The case of the week is brilliantly entertaining, and pretty much sums up the lead character wonderfully. There is a real sense of an avenging angel quality to Veronica. Butter may look like it wouldn’t melt in Kristen Bell’s mouth, with her petite demeanour and cute looks, and she could easily fall into the trap of being cast as the love interest in a run of the mill romantic comedy or teen comedy, but there is a brilliant and subtle sense of grit under the surface, that she operates under a policy of scorched earth and to hell with anyone who tries to screw her or anyone she cares about over.
It’s a characteristic that the series would play with brilliantly over the course of three seasons and one movie, but none of this would play well if she wasn’t also sympathetic company to keep over the course of the series and each of its episodes, and “The Wrath of Con” is a case in point. In lesser hands, she could be an obnoxious, bitter persona, and given the things the series has put her through, that would be understandable, but there is a real fighting above your weight quality to her, but the series never lets us forget what she has lost, and as is par of the course with the series, flashbacks play a big part in this episode.
We’ve been given glimpses here and there of Lilly over the past few weeks, and its clear that Rob Thomas and his writers and producers have realised they ran into massive luck casting Seyfried in the role, and have utilised flashbacks featuring her more and more. “The Wrath of Con” brilliantly displays, once again, happier times for Veronica before the darker period she is now in. Ruggiero’s teleplay reminds us eloquently of what Veronica has lost prior to where we find her, which gives her character development a sting of poignancy.
With Homecoming around the corner, another brilliant use of a high school drama trope which has appeared in so many teen dramas and is there as a means to build up to some glorious use of the current trend in popular music and some bitchin’ choreography (I think I might be thinking of She’s All That too much here), the episode brilliantly never gets to the dance.
The flashbacks involving Veronica, Lilly, Logan and Duncan show they never actually going to the dance, instead partying it up in a limousine and spending time at the beach.
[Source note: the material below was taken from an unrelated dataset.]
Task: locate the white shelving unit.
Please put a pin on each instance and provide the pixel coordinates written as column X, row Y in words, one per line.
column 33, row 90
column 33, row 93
Even in the present day, with Veronica accompanying Wallace, his new girlfriend Georgia (Kyla Pratt) and Todd (a returning Aaron Ashmore), we never actually get to the dance, the important part coming from Veronica skinny dipping into the ocean as a means of paying tribute to her friendship with Lilly.
In fact, Lilly is a spectre that haunts throughout the episode, with her family trying to put on a memorial service in her honour, and the impact such a service has on certain characters that we’ve come to view in darker strokes; we see Logan struggle with how to put the video together, giving Jason Dohring a chance to show layers other than being the handsome school psycho.
We also see Jake Kane (Kyle Secor) breaking down as he sees the video and, in the biggest “what the hell?” moment of the episode that will ensure you’ll come back to see more, is when we catch a brief glimpse of Weevil (Francis Capra) weeping subtly in the sidelines. It’s a small detail that done and dusted within the space of a few seconds, but it’s a brilliant moment that makes the mystery even more compulsive.
The case of the week as always, great fun, while also showing how flexible the series is in tone and style. Last week’s case built to an emotional climax, this week is Veronica basically getting one over on a bunch of toxic males who deserve all sorts of shade throwing at them. Her encounters and eventual taking down of the Silicon Mafia is brilliant fun simply because the entire forty five minutes amounts to her gaining vengenace on behalf of Georgia. Scorched Earth indeed.
It’s wonderfully great fun and thoroughly entertaining, as always. Four episodes in and there’s a clear feeling that the show has really found its footing.